The 'Big Snow' of 1988

©Roger de la Harpe
Icicles and snow forms in the Drakensberg Mountain ranges in winter.

In the Mkhomazi region of the Drakensberg, a small and inexperienced party set out from Lotheni one sunny Friday in July, under the leadership of medical student David Harrison. They were bound for Lotheni Cave, up the already snow-filled and never very pleasant kaMashilenga Pass, and a hike they will never forget.

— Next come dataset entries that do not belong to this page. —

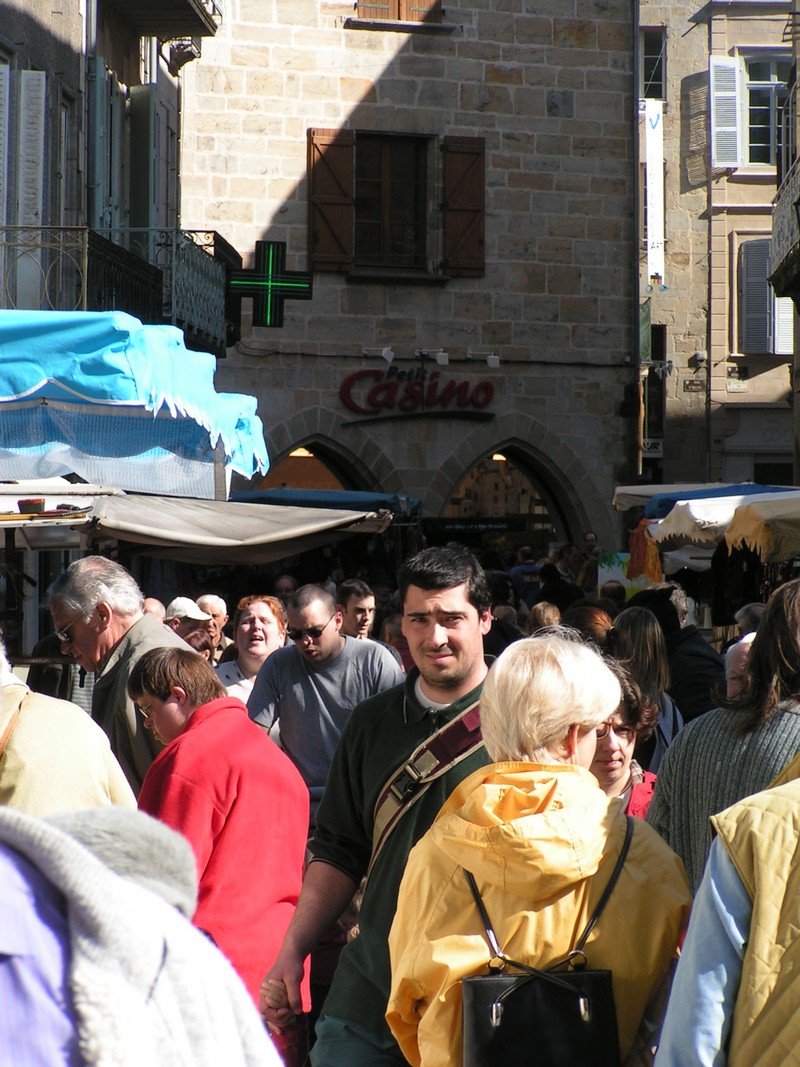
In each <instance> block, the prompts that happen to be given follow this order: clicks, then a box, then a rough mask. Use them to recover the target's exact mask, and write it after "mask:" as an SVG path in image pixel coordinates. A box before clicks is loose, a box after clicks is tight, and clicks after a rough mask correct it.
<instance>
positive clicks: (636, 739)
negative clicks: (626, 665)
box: [589, 660, 658, 818]
mask: <svg viewBox="0 0 800 1067" xmlns="http://www.w3.org/2000/svg"><path fill="white" fill-rule="evenodd" d="M607 663H608V666H609V667H610V668H611V670H612V671H613V672H614V674H615V675H617V681H618V682H619V683H620V688H621V689H622V700H621V701H620V706H619V707H618V708H617V711H615V712H614V713H613V715H611V716H609V718H608V719H607V720H606V721H605V722H604V723H602V724H601V726H599V727H598V728H597V748H596V750H595V753H594V759H593V760H592V765H591V767H590V768H589V769H590V770H591V771H592V774H593V775H594V777H595V778H596V779H597V781H598V782H599V786H601V789H602V790H603V792H604V793H605V794H606V796H608V797H617V798H618V799H620V800H621V801H622V802H623V805H624V807H625V812H626V814H628V815H636V816H637V817H638V818H644V816H645V815H646V814H647V808H649V807H650V801H651V800H652V799H653V791H654V790H655V787H656V776H655V775H654V774H653V771H651V770H643V769H642V768H641V767H640V766H639V764H638V763H637V761H636V760H635V759H634V749H635V748H636V746H637V744H638V743H639V742H640V740H646V738H647V737H649V736H650V735H651V734H652V733H653V729H654V727H655V724H656V721H657V720H658V704H656V703H654V702H653V701H652V700H650V699H649V698H647V697H645V696H644V695H643V694H642V691H641V689H640V688H639V686H638V685H637V684H636V682H635V681H634V680H633V678H631V676H630V674H629V673H628V672H627V671H626V670H625V668H624V667H622V666H621V665H620V664H618V663H614V662H613V660H607Z"/></svg>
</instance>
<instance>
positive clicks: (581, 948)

That was the weekend of the 'big snow' of 1988. Harrison, his sister and two friends were not equipped for snow (they had no tent and only one had proper boots), and even before they reached the summit they were wading through deep drifts. That they reached the top at all is an indication of either their tenacity or their foolhardiness.

They never found the cave; in fact snow covered everything and they couldn't recognise any feature at all. Near tragedies led to amazing escapes, first over the lip of the Escarpment (down sheer cliffs, using the snow as a cushion as they leapt over precipices and down ice falls), and then into a tiny shelter that finally saved their lives (but not all their digits from frostbite).

For three days helicopter rescuers searched for them, finally locating Harrison, who had left the other three to go for help, in the maze of Little Berg ridges and valleys where they had gone off course. It's a harrowing story, and well worth locating a copy of Reg Pearse's book - The Dragon's Wrath (later published under the name of his co-author James Byrom), for the full account.